The preparation of test bars: with embodiment 1.

Embodiment 21

The processed of 1,10-decanedioic acid: with embodiment 1.

The synthesis of polyester elastomer: with embodiment 1.

The proportioning of blend: with embodiment 1.

The preparation of blend: polylactic acid, described polyester elastomer are carried out melt blending in Haake banbury, blending temperature is 220 DEG C.Banbury rotating speed is 60rpm, blended time 5min.Then rotating speed is reduced to 20rpm, addition is the diethyl phosphite of polyester elastomer gross mass 0.03wt% and the 0.02wt% hydroquinone being polyester elastomer gross mass, at 180 DEG C, banbury rotating speed is that 80rpm carries out melt blending 10min, is directly cooled down under air at room temperature state by the sample after blended afterwards.
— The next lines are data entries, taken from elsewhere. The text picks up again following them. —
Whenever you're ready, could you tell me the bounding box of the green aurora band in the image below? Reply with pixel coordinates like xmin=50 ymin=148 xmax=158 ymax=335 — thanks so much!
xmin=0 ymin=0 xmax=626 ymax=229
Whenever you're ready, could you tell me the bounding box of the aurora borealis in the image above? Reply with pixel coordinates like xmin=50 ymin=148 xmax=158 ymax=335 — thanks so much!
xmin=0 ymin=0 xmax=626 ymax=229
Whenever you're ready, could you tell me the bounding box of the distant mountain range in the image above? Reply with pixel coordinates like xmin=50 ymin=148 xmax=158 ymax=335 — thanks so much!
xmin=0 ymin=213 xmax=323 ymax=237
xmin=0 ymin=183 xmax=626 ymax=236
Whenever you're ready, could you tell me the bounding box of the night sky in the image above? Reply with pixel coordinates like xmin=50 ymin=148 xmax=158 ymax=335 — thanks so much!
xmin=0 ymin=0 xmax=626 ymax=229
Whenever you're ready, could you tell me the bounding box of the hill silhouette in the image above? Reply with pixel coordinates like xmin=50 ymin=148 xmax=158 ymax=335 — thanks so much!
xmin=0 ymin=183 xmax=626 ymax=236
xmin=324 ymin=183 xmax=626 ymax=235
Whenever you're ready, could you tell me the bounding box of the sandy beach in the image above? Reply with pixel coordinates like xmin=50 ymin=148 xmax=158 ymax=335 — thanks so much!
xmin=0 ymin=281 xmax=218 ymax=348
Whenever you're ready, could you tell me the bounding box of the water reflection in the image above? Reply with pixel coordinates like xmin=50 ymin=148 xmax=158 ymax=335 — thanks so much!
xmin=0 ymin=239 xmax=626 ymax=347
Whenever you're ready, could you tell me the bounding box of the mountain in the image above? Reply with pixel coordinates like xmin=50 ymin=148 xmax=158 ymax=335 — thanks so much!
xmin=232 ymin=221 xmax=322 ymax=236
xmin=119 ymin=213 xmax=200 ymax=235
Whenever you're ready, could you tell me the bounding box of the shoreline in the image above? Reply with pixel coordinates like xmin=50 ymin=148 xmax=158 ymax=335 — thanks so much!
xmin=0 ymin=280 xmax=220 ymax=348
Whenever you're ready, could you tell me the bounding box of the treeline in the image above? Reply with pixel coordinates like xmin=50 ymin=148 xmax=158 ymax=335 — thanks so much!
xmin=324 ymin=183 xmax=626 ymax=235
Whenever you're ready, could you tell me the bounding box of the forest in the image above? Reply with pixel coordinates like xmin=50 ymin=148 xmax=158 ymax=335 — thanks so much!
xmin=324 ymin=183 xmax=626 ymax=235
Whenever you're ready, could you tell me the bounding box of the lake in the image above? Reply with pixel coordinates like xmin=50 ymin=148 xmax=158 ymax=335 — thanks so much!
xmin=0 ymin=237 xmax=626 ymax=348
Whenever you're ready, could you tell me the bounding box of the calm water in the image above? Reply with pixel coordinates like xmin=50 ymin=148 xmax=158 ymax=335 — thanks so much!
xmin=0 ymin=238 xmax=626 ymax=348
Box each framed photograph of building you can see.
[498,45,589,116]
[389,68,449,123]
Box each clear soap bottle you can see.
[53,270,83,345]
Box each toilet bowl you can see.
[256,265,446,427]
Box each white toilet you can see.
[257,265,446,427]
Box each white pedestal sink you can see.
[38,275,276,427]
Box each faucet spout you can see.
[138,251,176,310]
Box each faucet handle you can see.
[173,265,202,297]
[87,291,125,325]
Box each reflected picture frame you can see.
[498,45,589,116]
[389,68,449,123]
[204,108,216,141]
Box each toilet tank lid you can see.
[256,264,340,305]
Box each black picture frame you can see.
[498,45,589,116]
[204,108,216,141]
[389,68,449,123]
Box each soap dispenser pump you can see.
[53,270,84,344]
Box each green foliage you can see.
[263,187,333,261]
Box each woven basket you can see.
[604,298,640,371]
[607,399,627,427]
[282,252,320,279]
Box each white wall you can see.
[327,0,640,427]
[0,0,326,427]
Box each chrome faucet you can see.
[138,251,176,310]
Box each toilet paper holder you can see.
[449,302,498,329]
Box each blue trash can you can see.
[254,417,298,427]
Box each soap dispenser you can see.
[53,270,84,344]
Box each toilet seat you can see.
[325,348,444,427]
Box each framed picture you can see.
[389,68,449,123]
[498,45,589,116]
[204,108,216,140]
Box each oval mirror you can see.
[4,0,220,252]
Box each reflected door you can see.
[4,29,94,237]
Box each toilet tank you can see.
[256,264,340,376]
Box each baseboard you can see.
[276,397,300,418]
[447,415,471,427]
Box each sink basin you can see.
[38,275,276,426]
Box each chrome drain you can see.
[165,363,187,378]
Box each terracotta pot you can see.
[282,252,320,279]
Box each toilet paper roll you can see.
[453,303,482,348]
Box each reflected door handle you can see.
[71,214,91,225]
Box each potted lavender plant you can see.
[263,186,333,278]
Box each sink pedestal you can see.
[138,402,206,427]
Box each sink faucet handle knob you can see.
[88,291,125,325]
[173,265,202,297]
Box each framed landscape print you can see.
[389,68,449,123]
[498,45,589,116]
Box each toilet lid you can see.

The preparation of test bars: with embodiment 1.

The polylactic acid of table 1. different mixture ratio and the elongation at break of described polyester elastomer blend and impact strength data.

Claims (3)

1. the preparation method of a plasticizing polylactic acid, it is characterised in that: by polyester elastomer with polylactic acid at 180-220 DEG C, when banbury rotating speed is 60-80rpm, melt blending 8-10min, obtains plasticizing polylactic acid；Polyester elastomer used is lactic acid-binary acid divalent alcohol copolymers；Described polyester elastomer content in described plasticizing polylactic acid is 5-20wt%；In Blending Processes, being additionally added is the '-diphenylmethane diisocyanate of the cumyl peroxide of polyester elastomer gross mass 1.0-3.0wt% or 0.1-0.5wt%；

The preparation method of described lactic acid-binary acid divalent alcohol copolymers particularly as follows:

Binary acid, dihydroxylic alcohols and lactic acid and polymerization inhibitor 705 are carried out 1-3h low temperature esterification at 130-150 DEG C, it is warming up to 180-200 DEG C and carries out high temperature esterification reaction 1-3h, it is cooled to less than 100 DEG C, add the catalyst that quality is binary acid, dihydroxylic alcohols and lactic acid gross mass 0.05-0.2wt%, under catalyst action, under vacuum and 210-230 DEG C of condition, carry out polycondensation reaction, response time 6-8h, obtain lactic acid-binary acid divalent alcohol copolymers；

Described catalyst is butyl titanate；Described binary acid is 1,10-decanedioic acid, 1, 4-succinic acid or itaconic acid；Described dihydroxylic alcohols is 1,4-butanediol or 1,3-propylene glycol.

2. apply the plasticizing polylactic acid that preparation method as claimed in claim 1 obtains.

3. plasticizing polylactic acid according to claim 2, it is characterised in that also include in described plasticizing polylactic acid being polyester elastomer gross mass 0.04wt% phosphite antioxidant or polyester elastomer gross mass 0.01wt% phenols auxiliary antioxidant.